Quand on mange le soir devant la télévision, j’essaye à chaque fois de mettre les Simpson, mais Maman me dit toujours de changer de chaîne. Elle crie : « C’est l’heure du JT ! » Alors je me lève pour mettre la une parce que la télécommande marche plus. Il faudrait mettre des petites piles mais ça fait depuis depuis que c'est comme ça et qu'ils en achètent pas, alors je suis devenue une télécommande humaine.

J'aime pas le journal télé, c'est pas drôle comme Homer Simpson. Papa non plus aime pas le journal, mais il regarde quand même. Il dit que ça parle toujours des mêmes choses : des Blancs qui donnent du riz aux Africains parce qu’ils ont pris toutes leurs richesses. Et aussi des Juifs et des Arabes qui se tapent dessus parce que les Juifs ont dit aux Arabes qu'ils allaient habiter chez eux maintenant, parce qu'en fait c'était chez eux à la base. Mais Papa dit que c'est aussi chez les Arabes, parce que les Juifs et les Arabes sont cousins, et c'est encore les Blancs qui ont foutu le bordel parce qu'ils ont fait la guerre à d'autres Blancs qui aimaient ni les Juifs, ni les Arabes. Je suis pas sûre d'avoir tout compris. Les Simpson c’est mieux.

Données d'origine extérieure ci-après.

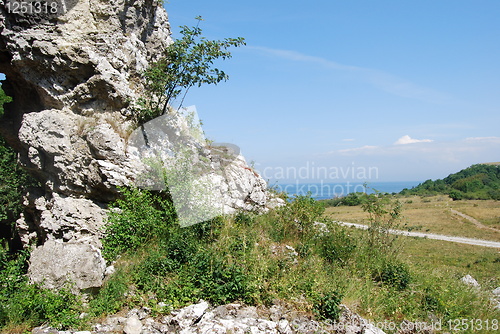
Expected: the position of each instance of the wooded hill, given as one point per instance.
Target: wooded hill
(481, 181)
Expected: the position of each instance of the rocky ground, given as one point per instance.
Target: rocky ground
(231, 318)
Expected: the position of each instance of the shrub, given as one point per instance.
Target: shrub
(395, 274)
(136, 219)
(328, 306)
(299, 215)
(337, 246)
(112, 296)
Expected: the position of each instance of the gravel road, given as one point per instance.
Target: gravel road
(469, 241)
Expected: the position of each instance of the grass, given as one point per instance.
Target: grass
(282, 256)
(434, 215)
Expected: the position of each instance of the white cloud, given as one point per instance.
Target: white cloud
(486, 139)
(363, 149)
(380, 79)
(408, 140)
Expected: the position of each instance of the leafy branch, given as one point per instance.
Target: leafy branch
(187, 62)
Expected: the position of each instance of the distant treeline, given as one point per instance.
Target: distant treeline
(480, 181)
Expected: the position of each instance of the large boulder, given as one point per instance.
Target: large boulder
(75, 79)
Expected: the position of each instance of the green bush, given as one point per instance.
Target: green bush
(136, 219)
(395, 274)
(297, 217)
(112, 296)
(328, 306)
(337, 246)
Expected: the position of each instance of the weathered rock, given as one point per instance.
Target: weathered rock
(75, 79)
(133, 325)
(234, 318)
(470, 281)
(55, 263)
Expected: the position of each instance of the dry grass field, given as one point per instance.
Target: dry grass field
(439, 215)
(442, 258)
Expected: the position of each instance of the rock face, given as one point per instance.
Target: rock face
(75, 78)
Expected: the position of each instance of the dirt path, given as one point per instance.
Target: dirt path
(473, 220)
(469, 241)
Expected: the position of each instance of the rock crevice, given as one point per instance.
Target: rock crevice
(75, 78)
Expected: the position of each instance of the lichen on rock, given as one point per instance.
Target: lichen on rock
(75, 79)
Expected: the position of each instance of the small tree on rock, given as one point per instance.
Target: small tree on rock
(187, 62)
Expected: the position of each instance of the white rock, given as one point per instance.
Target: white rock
(188, 315)
(470, 281)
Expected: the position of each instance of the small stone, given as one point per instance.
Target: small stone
(470, 281)
(109, 270)
(133, 325)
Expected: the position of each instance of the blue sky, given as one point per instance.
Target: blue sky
(411, 88)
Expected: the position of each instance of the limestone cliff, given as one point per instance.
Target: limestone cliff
(75, 78)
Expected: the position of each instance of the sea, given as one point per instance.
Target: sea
(325, 190)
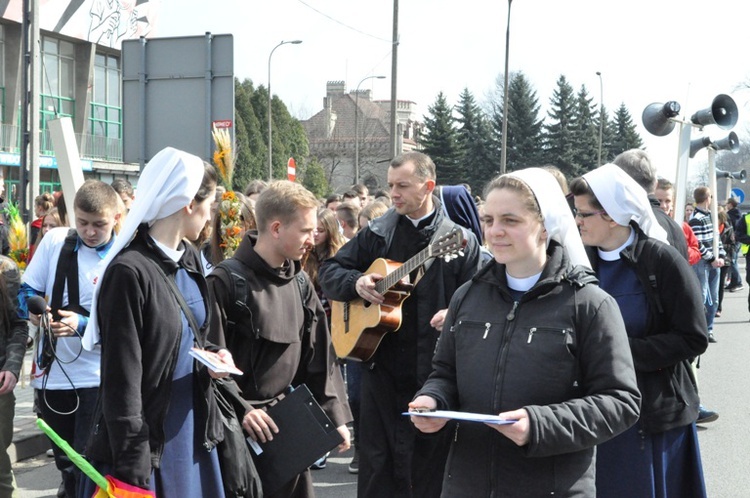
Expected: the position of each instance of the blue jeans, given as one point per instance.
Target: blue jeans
(735, 278)
(708, 276)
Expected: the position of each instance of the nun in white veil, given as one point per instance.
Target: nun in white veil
(533, 340)
(153, 425)
(662, 306)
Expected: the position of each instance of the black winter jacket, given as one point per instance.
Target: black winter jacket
(141, 324)
(676, 333)
(561, 353)
(338, 277)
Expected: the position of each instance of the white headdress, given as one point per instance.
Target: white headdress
(558, 220)
(167, 184)
(624, 200)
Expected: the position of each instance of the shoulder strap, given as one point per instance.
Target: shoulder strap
(67, 270)
(180, 299)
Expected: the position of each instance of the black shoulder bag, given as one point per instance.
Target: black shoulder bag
(238, 473)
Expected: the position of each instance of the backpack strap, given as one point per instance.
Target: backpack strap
(67, 271)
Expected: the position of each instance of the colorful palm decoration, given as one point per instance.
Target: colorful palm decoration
(18, 240)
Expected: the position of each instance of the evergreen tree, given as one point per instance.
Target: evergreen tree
(585, 132)
(626, 136)
(474, 142)
(559, 135)
(524, 125)
(250, 158)
(440, 142)
(314, 179)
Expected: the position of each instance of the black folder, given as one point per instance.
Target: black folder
(305, 434)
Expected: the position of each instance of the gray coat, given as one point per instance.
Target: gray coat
(561, 352)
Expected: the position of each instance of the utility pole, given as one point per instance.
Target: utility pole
(394, 85)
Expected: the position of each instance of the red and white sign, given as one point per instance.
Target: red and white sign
(223, 123)
(291, 169)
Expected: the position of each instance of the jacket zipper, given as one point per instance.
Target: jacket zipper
(501, 355)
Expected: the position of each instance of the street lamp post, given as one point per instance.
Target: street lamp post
(270, 141)
(356, 125)
(601, 116)
(504, 139)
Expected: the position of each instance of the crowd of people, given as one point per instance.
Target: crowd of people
(539, 321)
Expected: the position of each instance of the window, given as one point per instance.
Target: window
(58, 80)
(106, 110)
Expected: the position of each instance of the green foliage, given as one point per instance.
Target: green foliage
(440, 142)
(524, 126)
(625, 134)
(251, 135)
(585, 133)
(474, 142)
(559, 133)
(314, 179)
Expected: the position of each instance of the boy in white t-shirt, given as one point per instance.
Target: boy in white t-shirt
(63, 271)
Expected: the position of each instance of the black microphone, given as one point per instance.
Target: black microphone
(37, 305)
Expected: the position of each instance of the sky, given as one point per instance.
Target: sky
(646, 50)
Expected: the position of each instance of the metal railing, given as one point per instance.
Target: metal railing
(89, 146)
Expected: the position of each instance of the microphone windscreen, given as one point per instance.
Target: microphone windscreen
(37, 305)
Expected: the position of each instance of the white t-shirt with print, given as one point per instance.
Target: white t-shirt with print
(76, 368)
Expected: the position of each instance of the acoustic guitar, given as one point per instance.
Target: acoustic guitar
(358, 326)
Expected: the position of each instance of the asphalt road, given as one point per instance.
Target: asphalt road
(724, 379)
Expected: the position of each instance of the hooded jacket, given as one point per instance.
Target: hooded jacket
(561, 353)
(676, 332)
(271, 343)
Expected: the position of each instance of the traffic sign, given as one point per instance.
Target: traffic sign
(738, 194)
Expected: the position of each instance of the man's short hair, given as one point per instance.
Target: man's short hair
(349, 214)
(636, 163)
(350, 194)
(664, 184)
(701, 194)
(424, 168)
(95, 196)
(122, 186)
(360, 189)
(332, 198)
(282, 200)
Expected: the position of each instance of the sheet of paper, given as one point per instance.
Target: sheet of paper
(471, 417)
(213, 361)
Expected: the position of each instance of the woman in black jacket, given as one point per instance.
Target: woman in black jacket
(155, 425)
(530, 338)
(662, 306)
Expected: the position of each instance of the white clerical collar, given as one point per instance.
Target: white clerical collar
(615, 254)
(416, 222)
(173, 254)
(522, 284)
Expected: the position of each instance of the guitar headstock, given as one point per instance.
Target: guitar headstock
(449, 246)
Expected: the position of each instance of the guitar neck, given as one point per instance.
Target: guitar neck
(395, 276)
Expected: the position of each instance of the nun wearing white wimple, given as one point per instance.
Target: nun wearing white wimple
(662, 306)
(152, 428)
(533, 339)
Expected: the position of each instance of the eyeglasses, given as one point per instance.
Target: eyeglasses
(582, 216)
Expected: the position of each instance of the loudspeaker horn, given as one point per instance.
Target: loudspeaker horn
(656, 117)
(698, 144)
(723, 113)
(731, 143)
(737, 175)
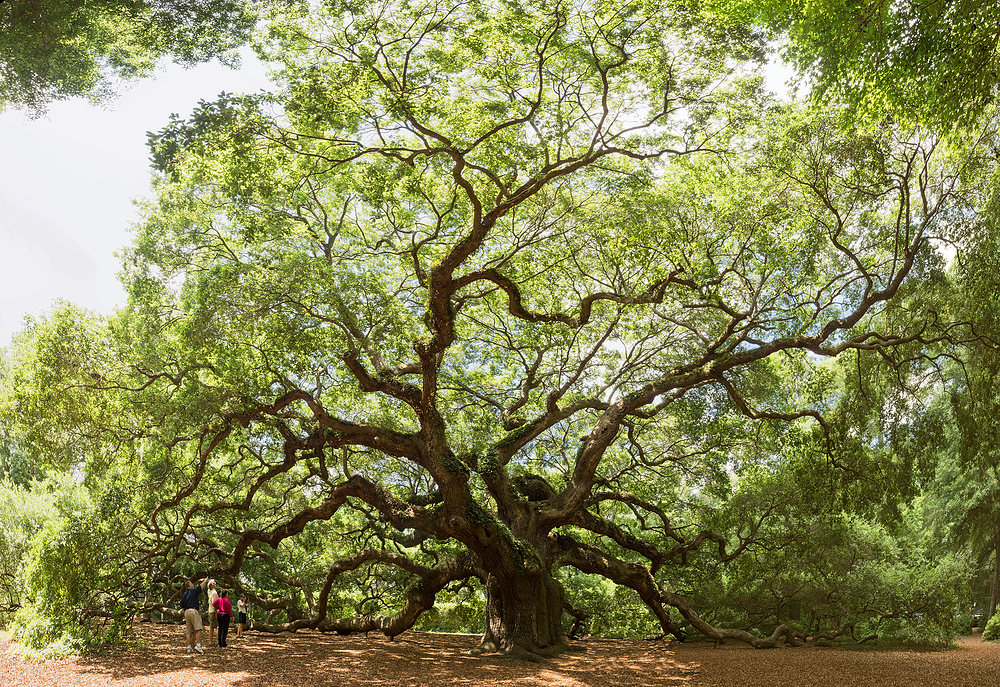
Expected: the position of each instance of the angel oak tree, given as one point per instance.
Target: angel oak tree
(467, 294)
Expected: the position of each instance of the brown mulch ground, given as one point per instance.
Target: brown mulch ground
(311, 659)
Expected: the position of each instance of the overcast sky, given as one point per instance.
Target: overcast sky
(67, 182)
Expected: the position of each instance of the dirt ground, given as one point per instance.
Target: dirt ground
(311, 659)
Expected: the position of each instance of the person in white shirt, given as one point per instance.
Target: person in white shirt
(241, 611)
(213, 619)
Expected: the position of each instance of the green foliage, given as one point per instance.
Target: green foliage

Après le dîner, Maman reste longtemps dans la cuisine à fumer et à boire ses 1664. On dirait qu'elle est jamais contente. Elle veut jamais jouer avec moi, elle veut jamais lire une histoire avec moi, elle veut jamais parler avec moi. Elle dit toujours qu'elle a pas le temps et qu'elle est fatiguée. Quand je suis fatiguée, ou quand je suis pas fatiguée, elle me dit d'aller dormir. Mais pourquoi quand elle, elle est fatiguée, elle va pas dormir ? J'aime pas quand elle boit de la bière parce qu’elle sent de la bouche et qu’elle est encore plus méchante.

J’ai peur d’aller dans la cuisine à cause du vide-ordures qui est collé dans le mur. À chaque fois qu'on l'ouvre, ça colle et ça pue, et il y a des cafards aussi qui courent dessus. Maman m'ordonne souvent de jeter les bouteilles de 1664 dedans. Je les entends se cogner contre les murs et après elles se cassent quand elles s’écrasent tout au fond, ça fait peur.

Parfois, quand Maman est énervée contre moi, elle me dit qu'elle va me mettre dans le vide-ordures. Je la regarde l’ouvrir pour me jeter à l'intérieur. Je crie mais personne m'entend. Je glisse à travers un long tunnel qui colle et qui pue et je tombe sur des milliers de bouts de verre verts qui me coupent la peau. Je saigne et ça attire tous les cafards qui viennent me manger la nuit.